Probably, although that is rather picking certain elements from the whole situation. As for 'territorial concessions', they wouldn't be considered as such by many nations (such as the US and the UK) which don't, I believe, recognise the West Bank to be a part of Israel in any case. The argued need for Israel occupying the West Bank includes nothing about settling or exploiting that region, just that it was needed as a buffer from arab nations invading, which event looks much more unlikely now; certainly giving it up would not constitute territorial concessions as even most pro-Israel supporters would describe it as concessions to national security (and not really very big ones; if Sharon didn't, crucially, have pro-settle members in his coalition, he wouldn't much sweat giving up the settlements even though he has allowed most of them to be built on his watch). 'The Israeli people' isn't the best description, either (and, let's not forget, includes a million arabs too, who might well approve such a move); it is the government of Ariel Sharon who have had a part (and in Sharon's case personally, a larger part) in exacerbating the whole situation.
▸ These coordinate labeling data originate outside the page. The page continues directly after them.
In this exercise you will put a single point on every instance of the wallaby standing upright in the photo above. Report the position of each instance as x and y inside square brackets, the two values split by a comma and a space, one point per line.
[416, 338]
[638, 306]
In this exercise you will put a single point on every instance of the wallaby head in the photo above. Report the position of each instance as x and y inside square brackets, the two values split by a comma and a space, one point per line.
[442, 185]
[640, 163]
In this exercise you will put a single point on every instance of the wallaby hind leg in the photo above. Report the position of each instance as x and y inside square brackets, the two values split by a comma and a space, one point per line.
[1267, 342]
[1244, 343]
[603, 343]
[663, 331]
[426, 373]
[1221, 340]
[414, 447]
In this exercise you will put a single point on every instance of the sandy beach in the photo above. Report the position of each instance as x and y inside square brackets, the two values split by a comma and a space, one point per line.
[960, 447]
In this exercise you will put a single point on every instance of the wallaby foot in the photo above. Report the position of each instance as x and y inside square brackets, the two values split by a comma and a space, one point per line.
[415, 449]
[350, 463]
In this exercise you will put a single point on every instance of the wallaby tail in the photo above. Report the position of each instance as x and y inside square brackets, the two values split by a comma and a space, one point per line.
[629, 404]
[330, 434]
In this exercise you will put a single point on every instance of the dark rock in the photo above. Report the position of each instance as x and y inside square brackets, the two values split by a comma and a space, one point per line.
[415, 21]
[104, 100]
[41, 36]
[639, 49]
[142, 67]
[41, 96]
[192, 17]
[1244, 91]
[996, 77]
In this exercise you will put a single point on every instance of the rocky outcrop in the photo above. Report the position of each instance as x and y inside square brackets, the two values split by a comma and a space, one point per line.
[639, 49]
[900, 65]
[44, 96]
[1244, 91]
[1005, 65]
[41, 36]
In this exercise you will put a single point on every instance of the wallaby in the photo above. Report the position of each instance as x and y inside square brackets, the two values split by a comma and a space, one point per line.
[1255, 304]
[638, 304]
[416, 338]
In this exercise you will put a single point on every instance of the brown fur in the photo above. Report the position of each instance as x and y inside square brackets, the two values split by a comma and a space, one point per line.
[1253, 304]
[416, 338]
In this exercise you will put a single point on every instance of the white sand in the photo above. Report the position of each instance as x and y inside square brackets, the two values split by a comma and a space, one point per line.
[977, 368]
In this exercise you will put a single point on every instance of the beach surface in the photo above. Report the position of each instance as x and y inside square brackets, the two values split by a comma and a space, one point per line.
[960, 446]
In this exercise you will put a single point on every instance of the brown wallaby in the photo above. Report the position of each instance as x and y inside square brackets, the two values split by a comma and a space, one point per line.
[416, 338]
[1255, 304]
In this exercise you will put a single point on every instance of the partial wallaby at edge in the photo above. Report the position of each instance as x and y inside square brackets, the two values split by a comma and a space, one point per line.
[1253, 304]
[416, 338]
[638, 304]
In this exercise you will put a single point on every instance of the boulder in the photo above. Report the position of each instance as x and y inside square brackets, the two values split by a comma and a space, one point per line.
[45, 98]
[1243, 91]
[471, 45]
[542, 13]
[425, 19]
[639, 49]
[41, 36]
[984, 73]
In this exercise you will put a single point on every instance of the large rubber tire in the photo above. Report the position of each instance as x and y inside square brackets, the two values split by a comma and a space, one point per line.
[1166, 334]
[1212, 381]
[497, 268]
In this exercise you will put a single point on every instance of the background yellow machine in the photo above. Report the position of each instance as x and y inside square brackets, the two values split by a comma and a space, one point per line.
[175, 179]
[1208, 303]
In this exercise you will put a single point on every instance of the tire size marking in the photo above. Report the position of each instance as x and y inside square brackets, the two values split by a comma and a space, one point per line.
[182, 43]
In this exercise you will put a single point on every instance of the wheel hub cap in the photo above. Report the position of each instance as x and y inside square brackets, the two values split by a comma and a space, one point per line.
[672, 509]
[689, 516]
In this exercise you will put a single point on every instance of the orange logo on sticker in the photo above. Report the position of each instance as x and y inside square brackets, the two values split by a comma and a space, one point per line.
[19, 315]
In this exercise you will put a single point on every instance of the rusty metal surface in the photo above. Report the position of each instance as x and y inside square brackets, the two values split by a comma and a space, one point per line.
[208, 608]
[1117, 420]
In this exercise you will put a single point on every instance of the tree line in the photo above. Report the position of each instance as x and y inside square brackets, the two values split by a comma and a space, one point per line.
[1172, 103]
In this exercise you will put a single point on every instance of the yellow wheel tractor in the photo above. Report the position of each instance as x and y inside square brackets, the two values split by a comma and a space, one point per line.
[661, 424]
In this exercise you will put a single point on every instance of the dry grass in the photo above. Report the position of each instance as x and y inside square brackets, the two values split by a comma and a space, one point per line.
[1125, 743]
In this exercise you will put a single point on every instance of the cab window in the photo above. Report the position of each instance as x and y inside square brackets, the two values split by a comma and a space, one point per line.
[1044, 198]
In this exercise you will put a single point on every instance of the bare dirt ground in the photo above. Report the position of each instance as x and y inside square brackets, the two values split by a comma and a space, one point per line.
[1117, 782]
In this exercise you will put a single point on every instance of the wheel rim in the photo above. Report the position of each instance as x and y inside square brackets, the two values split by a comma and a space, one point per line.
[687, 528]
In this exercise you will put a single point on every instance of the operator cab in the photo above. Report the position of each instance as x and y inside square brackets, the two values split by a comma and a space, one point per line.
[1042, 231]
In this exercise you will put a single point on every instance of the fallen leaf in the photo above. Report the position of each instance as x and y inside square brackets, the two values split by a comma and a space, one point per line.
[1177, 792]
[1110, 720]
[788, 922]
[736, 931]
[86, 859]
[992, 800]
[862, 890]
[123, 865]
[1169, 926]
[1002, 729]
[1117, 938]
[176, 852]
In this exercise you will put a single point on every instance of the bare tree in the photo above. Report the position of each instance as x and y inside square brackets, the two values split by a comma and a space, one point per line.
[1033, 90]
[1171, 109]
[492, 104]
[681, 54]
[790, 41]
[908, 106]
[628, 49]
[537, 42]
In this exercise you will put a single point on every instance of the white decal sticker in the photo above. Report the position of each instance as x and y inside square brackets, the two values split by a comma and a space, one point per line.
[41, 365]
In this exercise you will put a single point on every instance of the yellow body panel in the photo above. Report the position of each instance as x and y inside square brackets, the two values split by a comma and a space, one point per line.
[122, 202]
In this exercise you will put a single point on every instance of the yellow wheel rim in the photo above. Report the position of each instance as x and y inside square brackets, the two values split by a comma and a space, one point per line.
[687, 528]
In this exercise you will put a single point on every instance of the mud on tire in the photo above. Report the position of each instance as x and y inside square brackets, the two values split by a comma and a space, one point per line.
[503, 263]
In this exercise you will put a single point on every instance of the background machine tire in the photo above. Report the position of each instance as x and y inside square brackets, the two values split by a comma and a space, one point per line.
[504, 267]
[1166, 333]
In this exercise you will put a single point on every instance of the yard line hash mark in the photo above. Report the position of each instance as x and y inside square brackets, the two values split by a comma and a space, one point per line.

One could equally well, rather than painting this as Hobson's choice, say that Bush is trying to get them to offer some redress. And protraying the 'Israeli people' as those suffering the most here isn't fair, either; twice as many palestinians have died, including the kids and other innocent civilians (the same demographic as the Israeli victims, in other words), as Israelis during this intifada. It isn't anything like as simple as the statement that I have quoted above implies that it is, at least, not in my opinion.

quote:
A lot of time has been spent "understanding" the bombers' position on these boards.


I think that there have been attempted explanations of the sympathies that many Palestinians feel for the efforts of people like Hamas. I haven't seen anyone who has really explained why an 18 year old would strap explosives to themselves then try and kill women and kids on a bus. I'd certainly appreciate a link to help me understand that, because I really can't.

quote:
I would hope that at a bare minimum, the above dichotomy would help us "understand" the sentiments among the Israeli people that led to the election of Sharon. It is not as if more moderate--indeed, extremely conciliatory--alternatives had not been tried. It's more that from the Israeli perspective, a negotiations-oriented leader seems to make no difference.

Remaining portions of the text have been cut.